The benchmark equity index, Sensex, surpassed its previous lifetime high during the early trade on Thursday.
The Sensex peaked at 40,329 after the US Federal Reserve slashed it interest rates for the third time this year. It cooled down a little to settle at 40,129.05 on closing.
This comes 100 days after it hit an all-time high of 40,312 on July 4 ahead of the Union Budget.
The rally on Thursday was led by Asian Paints, which was up a whopping 28%, Hindustan Unilever which soared by 19%, Bajaj Finance (up 15%) and Reliance Industries (up 9%).
Four stocks -- Asian Paints, Hindustan Unilever, Bajaj Auto, and Reliance Industries -- touched 52-week highs.
Besides, global cues have also been favourable for the past few weeks. Global markets are bullish on US-China trade talks and the Brexit issue.
The Federal Reserve on Wednesday cut interest rates for the third time this year in a move to ensure the US economy weathers a global trade war without slipping into a recession.
However, it has signalled its rate-cut cycle might be at a pause.
This comes after the Indian government took several concrete steps to comb at a sharp slowdown in the Indian economic activity recently.
The Modi government among other sector specific measures reduced the corporate tax which helped several companies report better than expected results for the second quarter ending September.

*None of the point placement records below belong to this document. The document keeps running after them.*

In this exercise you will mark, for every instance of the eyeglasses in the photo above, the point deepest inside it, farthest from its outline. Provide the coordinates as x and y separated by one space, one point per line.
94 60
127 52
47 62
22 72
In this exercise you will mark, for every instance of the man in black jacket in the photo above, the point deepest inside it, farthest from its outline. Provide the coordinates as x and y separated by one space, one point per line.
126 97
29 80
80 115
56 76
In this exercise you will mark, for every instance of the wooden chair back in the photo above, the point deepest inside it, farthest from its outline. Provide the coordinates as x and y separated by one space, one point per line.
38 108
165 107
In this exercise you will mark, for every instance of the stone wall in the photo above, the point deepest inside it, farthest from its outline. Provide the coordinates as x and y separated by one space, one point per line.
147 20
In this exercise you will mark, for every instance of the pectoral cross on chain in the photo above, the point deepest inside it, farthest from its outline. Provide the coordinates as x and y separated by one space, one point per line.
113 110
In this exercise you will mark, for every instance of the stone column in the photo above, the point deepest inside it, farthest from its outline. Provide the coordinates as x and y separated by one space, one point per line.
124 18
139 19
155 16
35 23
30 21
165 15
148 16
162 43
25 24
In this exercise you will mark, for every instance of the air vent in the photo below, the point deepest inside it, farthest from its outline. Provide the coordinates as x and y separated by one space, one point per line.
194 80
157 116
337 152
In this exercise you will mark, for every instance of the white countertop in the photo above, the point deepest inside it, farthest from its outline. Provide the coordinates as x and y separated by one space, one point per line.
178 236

Analysts are of the opinion that there is strong momentum with Q2 earnings being healthy. They see the positive sentiment to continue in the short term.
In terms of sectors, analysts are broadly betting on IT, pharma, paint, corporate bank and FMCG sectors.
It must also be stated that the Sensex plunged after it peaked on July 4 in anticipation of a corporate friendly Union Budget.
However, contrary to expectation Finance Minister Niramala Sitharaman introduced unpopular taxes like cess on Foreign Portfolio Investment, which caused massive outflow of foreign funds and sharp decline in stock market.